Abstract
The increasing availability of open statistical data resources is providing novel opportunities for research and citizen science. Efficient algorithmic tools are needed to realize the full potential of the new information resources. We introduce the eurostat R package that provides a collection of custom tools for the Eurostat open data service, including functions to query, download, manipulate, and visualize these data sets in a smooth, automated and reproducible manner. The online documentation provides detailed examples on the analysis of these spatio-temporal data collections. This work provides substantial improvements over the previously available tools, and has been extensively tested by an active user community. The eurostat R package contributes to the growing open source ecosystem dedicated to reproducible research in computational social science and digital humanities.Eurostat, the statistical office of the European Union, provides a rich collection of data through its open data service1, including thousands of data sets on European demography, economics, health, infrastructure, traffic and other topics. The statistics are often available with fine geographical resolution and include time series spanning over several years or decades.
Availability of algorithmic tools to access and analyse open data collections can greatly benefit reproducible research (Gandrud 2013; Boettiger et al. 2015), as complete analytical workflows spanning from raw data to final publications can be made fully replicable and transparent. Dedicated software packages help to simplify, standardize, and automate analysis workflows, greatly facilitating reproducibility, code sharing, and efficient data analytics.
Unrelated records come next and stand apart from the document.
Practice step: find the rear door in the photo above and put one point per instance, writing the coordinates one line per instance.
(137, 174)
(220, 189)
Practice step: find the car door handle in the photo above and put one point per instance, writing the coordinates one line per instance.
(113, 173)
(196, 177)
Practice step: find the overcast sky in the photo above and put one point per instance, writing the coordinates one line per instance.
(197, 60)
The code for data retrieval need to be customized to specific data sources to accommodate variations in raw data formats, access details, and typical use cases so that the end users can avoid repetitive programming tasks and save time. A number of packages for governmental and other sources have been designed to meet these demands, including packages for the Food and Agricultural Organization (FAO) of the United Nations (FAOSTAT; Kao, Gesmann, and Gheri (2015)), World Bank (WDI; Arel-Bundock (2013)), national statistics authorities (pxweb; Magnusson, Lahti, and Hansson (2014)), Open Street Map (osmar; Eugster and Schlesinger (2012)) and many other sources.
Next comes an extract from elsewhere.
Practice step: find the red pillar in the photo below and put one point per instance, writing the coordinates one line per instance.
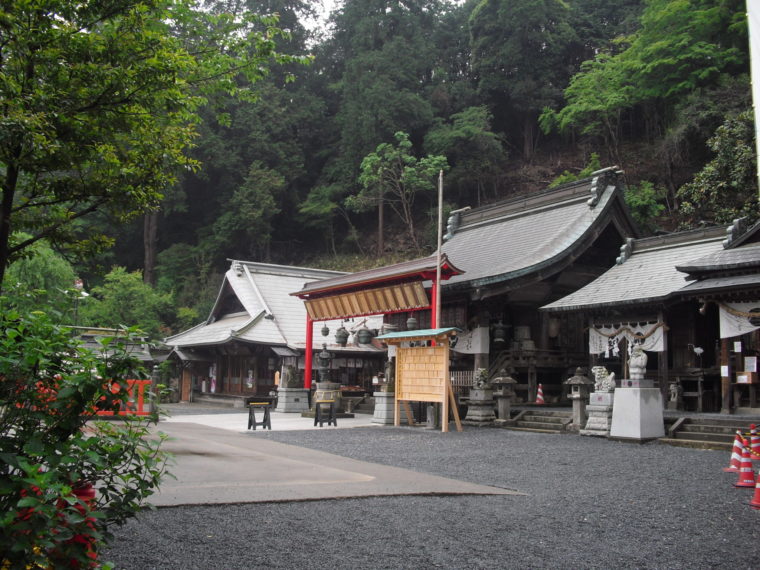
(434, 306)
(308, 353)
A dedicated R package for the Eurostat open data has been missing. The eurostat package fills this gap. It expands the capabilities of our earlier statfi (Lahti, Parkkinen, and Lehtomäki 2013) and smarterpoland (Biecek 2015) packages. Since its first CRAN release in 2014, the eurostat package has been developed by several active contributors based on frequent feedback from the user community. We are now reporting mature version that has been improved and tested by multiple users, and applied in several case studies by us and others (Kenett and Shmueli 2016). The Eurostat database has three services for programmatic data access: a bulk download, json/unicode, and SDMX web service; we provide targeted methods for the first two in the eurostat package; generic tools for the SDMX format are available via the rsdmx package (Blondel 2017). The bulk download provides single files, which is convenient and fast for retrieving major parts of data. More light-weight json methods allow data subsetting before download and may be preferred in more specific retrieval tasks but the query size is limited to 50 categories. Finally, the package can be used to download custom administrative boundaries by EuroGeographics© that allow seamless visualization of the data on the European map.
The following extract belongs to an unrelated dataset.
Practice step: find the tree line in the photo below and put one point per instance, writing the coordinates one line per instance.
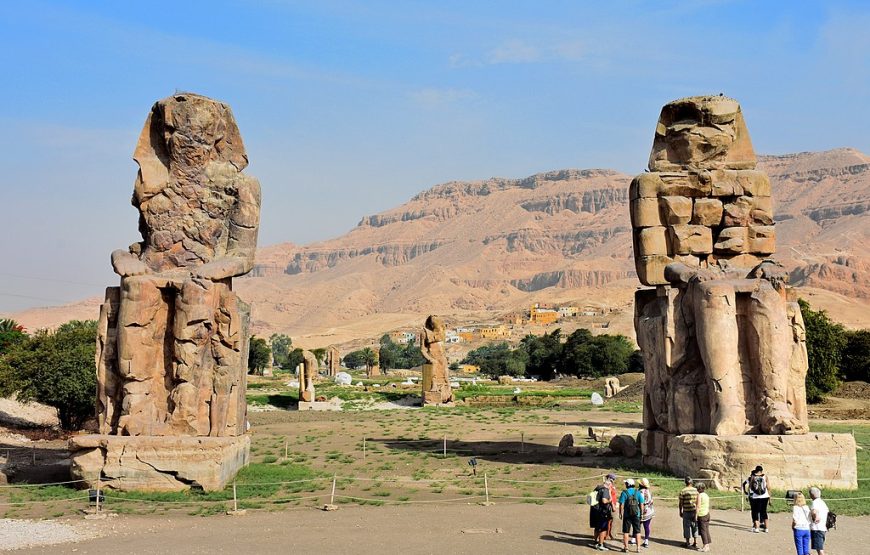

Specific versions of the Eurostat data can be accessed with the datamart (Weinert 2014), quandl (McTaggart, Daroczi, and Leung 2015), pdfetch (Reinhart 2015), and rsdmx packages. Unlike these generic database packages, eurostat is particularly tailored for the Eurostat open data service. It depends on further R packages including classInt (R. Bivand 2015), httr (Wickham 2016), jsonlite (Ooms 2014), readr (Wickham and Francois 2015), sp (R. S. Bivand, Pebesma, and Gómez-Rubio 2013), and stringi (Gagolewski and Tartanus 2015). The following CRAN task views are particularly relevant ReproducibleResearch, SocialSciences, Spatial, SpatioTemporal, TimeSeries, WebTechnologies. The package is part of rOpenGov (Lahti et al. 2013) reproducible research initiative for computational social science and digital humanities.
In summary, the eurostat package provides custom tools for Eurostat open data. Key features such as cache, date formatting, tidy data principles (Wickham 2014), and tibble (Wickham, Francois, and Müller 2016) data format support seamless integration with other tools for data manipulation and analysis. This article provides an overview of the core functionality in the current CRAN release version (3.1.1). A comprehensive documentation and source code are available via the package homepage in Github2.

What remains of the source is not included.